На месте Спасской башни зиял провал, заваленный горой битого кирпича, за ним гигантской закопченной свечой высился обрубок взорванной колокольни Ивана Великого. Джип трясло на брусчатке, шофер, не сбавляя скорости, кидал машину из стороны в сторону. Я сползла на пол и с силой уперлась подошвами в борт, но меня все равно болтало. Воняло бензином и мужичьим потом. Раненый пак убрал тряпку, вместо уха в голове чернела кровавая дыра с блестящими, как от лака, краями.
Мы выскочили на Ордынский мост. Справа, вздыбившись, точно пытаясь подмять фонарный столб, застыл мертвый танк. Трафарет волчьей головы белел на броне. Дивизия «Терновые волки». Другой танк, без башни, протаранив гранит парапета, свешивался над рекой. Башня танка, с изогнутой в дугу пушкой, валялась метрах в тридцати. Сильвестров расстреливал колонну «Терновых» прямой наводкой, орудие било с кремлевской стены. Третий танк, черный от копоти, перегораживал спуск к «Балчугу».

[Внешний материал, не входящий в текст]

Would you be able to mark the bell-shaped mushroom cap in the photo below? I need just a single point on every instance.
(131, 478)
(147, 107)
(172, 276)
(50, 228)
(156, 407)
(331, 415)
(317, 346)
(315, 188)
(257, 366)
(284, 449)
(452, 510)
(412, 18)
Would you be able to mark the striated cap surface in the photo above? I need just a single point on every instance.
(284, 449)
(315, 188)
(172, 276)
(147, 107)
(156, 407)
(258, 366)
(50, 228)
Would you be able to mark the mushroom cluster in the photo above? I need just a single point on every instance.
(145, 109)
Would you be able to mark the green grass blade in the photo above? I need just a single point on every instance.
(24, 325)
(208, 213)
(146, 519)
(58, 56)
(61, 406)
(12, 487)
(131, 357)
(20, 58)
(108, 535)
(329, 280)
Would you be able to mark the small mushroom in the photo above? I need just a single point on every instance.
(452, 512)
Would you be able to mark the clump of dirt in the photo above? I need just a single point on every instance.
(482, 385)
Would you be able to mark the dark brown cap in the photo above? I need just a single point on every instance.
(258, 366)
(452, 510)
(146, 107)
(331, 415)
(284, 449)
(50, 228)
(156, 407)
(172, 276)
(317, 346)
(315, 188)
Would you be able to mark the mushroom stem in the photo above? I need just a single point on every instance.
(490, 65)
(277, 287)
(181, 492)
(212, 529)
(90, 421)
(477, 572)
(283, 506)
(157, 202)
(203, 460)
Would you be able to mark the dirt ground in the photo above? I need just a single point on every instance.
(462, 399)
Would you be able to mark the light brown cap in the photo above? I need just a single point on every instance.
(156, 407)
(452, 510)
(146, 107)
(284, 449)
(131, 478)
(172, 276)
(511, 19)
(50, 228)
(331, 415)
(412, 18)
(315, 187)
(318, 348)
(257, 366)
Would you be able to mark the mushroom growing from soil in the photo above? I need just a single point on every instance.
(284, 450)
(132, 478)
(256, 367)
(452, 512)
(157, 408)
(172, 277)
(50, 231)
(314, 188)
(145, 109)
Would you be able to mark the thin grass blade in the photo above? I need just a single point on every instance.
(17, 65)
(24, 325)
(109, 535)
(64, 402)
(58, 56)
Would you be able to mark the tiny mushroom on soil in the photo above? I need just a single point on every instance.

Гостинице тоже досталось, в здание угодила авиабомба, и фасад отеля был срезан точно бритвой. Из стен торчала гнутая арматура, стальные балки, похожие на рельсы; из бесстыже оголенных комнат выглядывала неопрятная мебель – кресла, стулья, кровати, на ленивом ветру линялыми флагами шевелились выцветшие шторы. Жерар говорил, что три года назад, еще до моего приезда, там в пентхаусе был шикарный «Пиано-бар» с приличным джазом и лучшими драй мартини в городе. Мне не повезло, я этого уже не застала. Жерар, сибарит и бабник, поклонник Майлса Дэвиса и вычурных коктейлей, был единственным человеком, которому я доверяла; прошлым сентябрем его сожгли заживо в машине, когда он ехал на встречу с людьми Зелимхана Караева.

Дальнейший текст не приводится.